Our work differs from existing image-based geolocalization methods and is the first study to achieve geolocalization using a GNN to the best of our knowledge. Although we have evaluated our approach in three different sizes of map datasets using different route lengths, it is still necessary to clearly elaborate on several concerns and limitations of the proposed method.

5.3.1. Manhattan-World Ambiguity

The three maps are used in this article are all not equipped with repeated patterns. However, a few special road network structures exist, such as Manhattan-world or the lattice-structured environment, which pose a challenge to our motion-based method since a sequence of motions will correspond to multiple locations such as in the large-sized Washington D.C. map due to repeating trajectory patterns.
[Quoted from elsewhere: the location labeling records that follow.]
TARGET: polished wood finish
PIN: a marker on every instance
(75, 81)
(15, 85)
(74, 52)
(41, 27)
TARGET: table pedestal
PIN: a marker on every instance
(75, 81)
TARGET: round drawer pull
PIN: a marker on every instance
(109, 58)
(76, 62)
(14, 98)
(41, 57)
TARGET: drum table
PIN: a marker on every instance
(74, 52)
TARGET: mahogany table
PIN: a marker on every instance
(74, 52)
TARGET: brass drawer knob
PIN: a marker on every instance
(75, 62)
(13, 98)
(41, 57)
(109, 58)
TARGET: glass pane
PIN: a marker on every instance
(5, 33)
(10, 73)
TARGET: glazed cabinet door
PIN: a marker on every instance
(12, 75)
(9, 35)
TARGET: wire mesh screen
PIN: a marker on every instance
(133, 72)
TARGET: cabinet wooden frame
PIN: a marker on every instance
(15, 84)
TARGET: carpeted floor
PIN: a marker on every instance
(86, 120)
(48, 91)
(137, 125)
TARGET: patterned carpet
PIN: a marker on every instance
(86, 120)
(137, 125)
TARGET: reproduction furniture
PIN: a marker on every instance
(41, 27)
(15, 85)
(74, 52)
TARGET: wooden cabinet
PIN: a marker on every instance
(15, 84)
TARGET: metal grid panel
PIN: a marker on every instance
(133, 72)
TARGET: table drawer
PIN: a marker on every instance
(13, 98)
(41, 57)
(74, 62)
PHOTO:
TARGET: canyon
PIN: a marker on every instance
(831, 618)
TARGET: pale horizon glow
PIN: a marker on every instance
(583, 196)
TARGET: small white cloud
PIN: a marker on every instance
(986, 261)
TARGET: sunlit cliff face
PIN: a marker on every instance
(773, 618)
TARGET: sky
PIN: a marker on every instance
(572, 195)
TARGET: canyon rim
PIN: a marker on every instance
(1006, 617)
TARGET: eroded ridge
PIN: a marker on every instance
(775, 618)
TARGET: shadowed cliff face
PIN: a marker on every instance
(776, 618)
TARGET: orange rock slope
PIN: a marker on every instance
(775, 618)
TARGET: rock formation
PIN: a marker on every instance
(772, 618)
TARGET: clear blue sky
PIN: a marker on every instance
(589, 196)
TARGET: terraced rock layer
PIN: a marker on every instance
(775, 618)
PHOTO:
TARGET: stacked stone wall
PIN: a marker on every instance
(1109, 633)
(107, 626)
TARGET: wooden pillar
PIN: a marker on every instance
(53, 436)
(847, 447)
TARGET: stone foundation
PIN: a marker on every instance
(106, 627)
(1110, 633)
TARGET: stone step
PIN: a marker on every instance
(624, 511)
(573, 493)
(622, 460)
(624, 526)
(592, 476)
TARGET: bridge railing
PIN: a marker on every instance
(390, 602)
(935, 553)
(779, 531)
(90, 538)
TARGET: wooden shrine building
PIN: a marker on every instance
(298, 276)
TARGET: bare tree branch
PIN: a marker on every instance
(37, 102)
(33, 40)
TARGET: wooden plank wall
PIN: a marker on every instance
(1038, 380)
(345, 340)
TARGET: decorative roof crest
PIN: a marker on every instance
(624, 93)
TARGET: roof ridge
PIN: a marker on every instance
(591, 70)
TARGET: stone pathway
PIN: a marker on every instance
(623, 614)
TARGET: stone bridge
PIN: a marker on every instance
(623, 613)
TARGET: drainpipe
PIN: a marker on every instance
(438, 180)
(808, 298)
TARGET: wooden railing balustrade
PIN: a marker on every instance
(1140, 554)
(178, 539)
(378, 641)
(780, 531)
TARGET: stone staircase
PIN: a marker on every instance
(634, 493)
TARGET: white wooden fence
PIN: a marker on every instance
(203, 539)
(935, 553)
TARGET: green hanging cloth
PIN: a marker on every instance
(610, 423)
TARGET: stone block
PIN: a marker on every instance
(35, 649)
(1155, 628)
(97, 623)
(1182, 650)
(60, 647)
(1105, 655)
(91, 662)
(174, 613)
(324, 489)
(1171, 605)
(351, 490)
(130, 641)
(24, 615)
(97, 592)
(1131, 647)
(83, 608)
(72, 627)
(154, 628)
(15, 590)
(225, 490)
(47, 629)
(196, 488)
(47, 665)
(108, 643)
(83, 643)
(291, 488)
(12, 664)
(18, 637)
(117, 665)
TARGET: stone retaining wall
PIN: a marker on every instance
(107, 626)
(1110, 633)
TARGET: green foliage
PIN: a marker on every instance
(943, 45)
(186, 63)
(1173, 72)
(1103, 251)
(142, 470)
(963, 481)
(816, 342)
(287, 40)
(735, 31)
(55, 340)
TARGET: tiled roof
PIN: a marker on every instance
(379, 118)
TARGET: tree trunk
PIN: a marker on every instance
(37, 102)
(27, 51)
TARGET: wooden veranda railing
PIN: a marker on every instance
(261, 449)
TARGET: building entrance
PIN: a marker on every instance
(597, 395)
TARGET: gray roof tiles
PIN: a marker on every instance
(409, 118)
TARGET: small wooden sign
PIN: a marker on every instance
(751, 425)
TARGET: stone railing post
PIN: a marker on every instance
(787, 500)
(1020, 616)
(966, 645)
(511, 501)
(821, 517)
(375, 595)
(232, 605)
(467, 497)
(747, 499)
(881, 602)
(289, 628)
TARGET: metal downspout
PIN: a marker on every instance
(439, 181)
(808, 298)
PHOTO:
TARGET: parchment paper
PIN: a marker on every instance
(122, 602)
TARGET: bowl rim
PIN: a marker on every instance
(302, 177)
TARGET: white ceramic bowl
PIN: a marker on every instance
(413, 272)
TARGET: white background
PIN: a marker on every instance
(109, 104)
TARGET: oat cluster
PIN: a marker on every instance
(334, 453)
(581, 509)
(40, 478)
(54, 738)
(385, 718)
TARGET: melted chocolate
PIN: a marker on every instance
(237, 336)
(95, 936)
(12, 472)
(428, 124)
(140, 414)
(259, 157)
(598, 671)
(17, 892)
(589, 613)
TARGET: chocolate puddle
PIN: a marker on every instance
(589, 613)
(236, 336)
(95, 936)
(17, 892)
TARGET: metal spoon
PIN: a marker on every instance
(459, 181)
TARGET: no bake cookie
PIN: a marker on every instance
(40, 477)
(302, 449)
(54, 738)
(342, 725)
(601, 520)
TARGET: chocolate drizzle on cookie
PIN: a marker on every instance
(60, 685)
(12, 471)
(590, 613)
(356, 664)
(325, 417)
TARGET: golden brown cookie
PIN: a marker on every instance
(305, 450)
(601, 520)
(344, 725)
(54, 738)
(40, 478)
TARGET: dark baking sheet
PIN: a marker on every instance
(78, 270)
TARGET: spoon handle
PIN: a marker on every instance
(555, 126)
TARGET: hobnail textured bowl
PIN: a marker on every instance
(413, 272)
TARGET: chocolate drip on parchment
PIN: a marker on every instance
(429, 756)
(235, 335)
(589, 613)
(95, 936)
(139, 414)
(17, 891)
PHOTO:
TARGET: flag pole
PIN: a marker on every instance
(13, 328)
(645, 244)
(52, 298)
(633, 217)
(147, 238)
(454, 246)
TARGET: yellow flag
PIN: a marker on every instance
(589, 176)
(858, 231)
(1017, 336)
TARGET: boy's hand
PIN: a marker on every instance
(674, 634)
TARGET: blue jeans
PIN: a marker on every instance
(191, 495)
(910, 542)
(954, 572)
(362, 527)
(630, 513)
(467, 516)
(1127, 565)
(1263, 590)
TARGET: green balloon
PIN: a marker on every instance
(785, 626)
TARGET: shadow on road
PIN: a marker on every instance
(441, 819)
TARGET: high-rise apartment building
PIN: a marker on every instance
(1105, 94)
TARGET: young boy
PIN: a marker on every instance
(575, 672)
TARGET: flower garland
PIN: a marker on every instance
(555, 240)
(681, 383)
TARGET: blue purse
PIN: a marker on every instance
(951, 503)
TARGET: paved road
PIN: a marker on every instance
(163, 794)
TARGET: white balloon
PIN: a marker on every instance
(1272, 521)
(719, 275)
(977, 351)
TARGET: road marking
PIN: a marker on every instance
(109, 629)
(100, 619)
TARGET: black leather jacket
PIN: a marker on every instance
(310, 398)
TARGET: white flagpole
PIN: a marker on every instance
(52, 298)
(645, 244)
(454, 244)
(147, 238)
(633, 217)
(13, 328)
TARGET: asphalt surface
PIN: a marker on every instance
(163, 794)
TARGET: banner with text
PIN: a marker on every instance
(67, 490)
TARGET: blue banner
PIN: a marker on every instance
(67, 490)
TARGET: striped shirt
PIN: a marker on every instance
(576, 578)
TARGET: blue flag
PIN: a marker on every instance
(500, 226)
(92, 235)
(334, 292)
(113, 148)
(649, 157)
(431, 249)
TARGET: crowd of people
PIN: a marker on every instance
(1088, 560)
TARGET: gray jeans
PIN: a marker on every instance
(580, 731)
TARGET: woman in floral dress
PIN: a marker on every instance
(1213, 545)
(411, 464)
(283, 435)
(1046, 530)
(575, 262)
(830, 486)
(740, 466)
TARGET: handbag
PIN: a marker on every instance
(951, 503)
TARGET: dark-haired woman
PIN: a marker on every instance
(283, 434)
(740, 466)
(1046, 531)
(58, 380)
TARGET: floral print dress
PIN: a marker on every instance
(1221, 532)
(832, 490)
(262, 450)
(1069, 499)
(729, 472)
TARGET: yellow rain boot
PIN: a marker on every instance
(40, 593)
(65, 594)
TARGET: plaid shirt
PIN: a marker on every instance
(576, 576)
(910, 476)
However, there are a large number of one-way streets in a lattice-like road network, and a directed map graph can significantly reduce such ambiguity. The experiment on the Washington D.C. map shows the accuracy is still acceptable when the route length is increased, as shown in Table 5.

5.3.2. Scalability

An important limitation of our method is the handling of significantly large map areas ($>>$100 km${}^2$). This is due to the increased label space causing problems at the softmax classifier layer. Nonetheless, to verify if the proposed method can extend to the city-scale area and to understand how the map size impacts the performance, we have studied three different sizes: small-sized (0.1 km${}^2$), medium-sized (6 km${}^2$), and large-sized (100 km${}^2$). The results show that the training accuracy in the large map is lower than the other two maps for the same trajectory window. However, the results still demonstrate an acceptable accuracy of around 85% for a 100 km${}^2$ region. We should also note that an increase in the path length as shown in the ablation study would reduce the ambiguity while increasing accuracy.

5.3.3. Image as Complementary Data

Although the visual data are considered to be a crucial distinguishable feature, much of the world is ever-changing, and maintaining updated images will likely remain a challenge. Our experiments on small- and medium-sized maps show the accuracy is still promising even without visual data as shown in Figure 8. In lattice-like or Manhattan-world maps, the visual data would be helpful to some degree. Nonetheless, our work focuses on a pure motion-based approach where the motion data source is easy to fulfill in practice and is robust against changes in lighting and weather conditions across day times and seasons.

6. Conclusions

In this paper, we propose a subgraph learning and classification approach for topological geolocalization based on the platform’s motion, using a graph neural network. Instead of estimating the exact pose, our method provides a new perspective to address the problem of geolocalization by classifying the motion trajectory in the graph representation of a map node space. The training on map-generated data with two different subgraph representations on three different map sizes has performed positively, which suggests that the proposed neural network is able to achieve the geolocalization task. We also validate the effectiveness of our method on three real small-, medium-, and large-sized maps using the real-world trajectory.